METHODS: Trials were grouped into four pools based on alirocumab dose (75-150 mg every 2 weeks), control (placebo/ezetimibe) and statin use. Baseline triglyceride quintiles were built within each pool. Non-high-density lipoprotein cholesterol goal attainment (very high risk: <100 mg/dl; moderate/high risk: <130 mg/dl), low-density lipoprotein cholesterol goal attainment (very high risk: <70 mg/dl; moderate/high risk: <100 mg/dl) and changes from baseline in lipid parameters were assessed at Week 24 among baseline triglyceride quintiles.
RESULTS: Higher baseline triglycerides were associated with a worse cardiovascular risk profile. Low-density lipoprotein cholesterol and non-high-density lipoprotein cholesterol increased with higher triglycerides, but the magnitude in non-high-density lipoprotein cholesterol was three- to four-fold higher compared with the increase in low-density lipoprotein cholesterol. Non-high-density lipoprotein cholesterol and low-density lipoprotein cholesterol percentage reductions from baseline with alirocumab were similar regardless of baseline triglycerides. A greater proportion of alirocumab-treated patients attained non-high-density lipoprotein cholesterol and low-density lipoprotein cholesterol goals compared with placebo or ezetimibe. Unlike low-density lipoprotein cholesterol goal attainment, non-high-density lipoprotein cholesterol goal attainment significantly declined with increasing baseline triglycerides (p < 0.05 for trend tests). A single standard deviation increase in baseline log(triglycerides) was significantly associated with lower odds ratios of attaining non-high-density lipoprotein cholesterol goals in the different pools and treatment (alirocumab/placebo/ezetimibe) groups, unlike low-density lipoprotein cholesterol goal attainment.
CONCLUSION: Individuals with increased triglycerides have higher non-high-density lipoprotein cholesterol levels and lower rates of non-high-density lipoprotein cholesterol goal attainment (unlike low-density lipoprotein cholesterol goal attainment). Alirocumab improves non-high-density lipoprotein cholesterol goal attainment in this population. These results highlight the impact of triglycerides on non-high-density lipoprotein cholesterol and the need for novel therapies targeting triglyceride-related pathways.

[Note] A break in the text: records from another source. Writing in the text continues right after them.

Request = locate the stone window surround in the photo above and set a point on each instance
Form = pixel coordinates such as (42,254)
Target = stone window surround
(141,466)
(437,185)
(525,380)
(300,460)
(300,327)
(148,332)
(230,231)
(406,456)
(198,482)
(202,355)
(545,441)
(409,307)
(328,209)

RCT Entities:   Population Interventions Outcomes

Introduction

Non-high-density lipoprotein cholesterol (non-HDL-C) comprises the cholesterol carried by pro-atherogenic, apolipoprotein B (apoB)-containing particles, including low-density lipoprotein cholesterol (LDL-C), intermediate-density lipoprotein cholesterol and very low-density lipoprotein cholesterol and their remnants, chylomicron particles and lipoprotein(a).[1] Non-HDL-C levels have been more strongly associated with risk of cardiovascular events and atherosclerosis than LDL-C.[1,2] Hence, although LDL-C remains the main target for lipid-lowering therapy (LLT), guidelines also recommend non-HDL-C as a secondary target in an attempt to further reduce cardiovascular (residual) risk, especially among patients with diabetes, obesity or metabolic syndrome, where a phenotype consisting of increased levels of non-HDL-C and triglycerides (TGs) and low high-density lipoprotein cholesterol (HDL-C) levels is frequently described.[3-5] The portion of non-HDL-C that does not include LDL-C is represented by the cholesterol in triglyceride-rich lipoprotein cholesterol (TRL-C), which has been proposed to contribute to increased atherogenic risk and correlate with TG levels.[6]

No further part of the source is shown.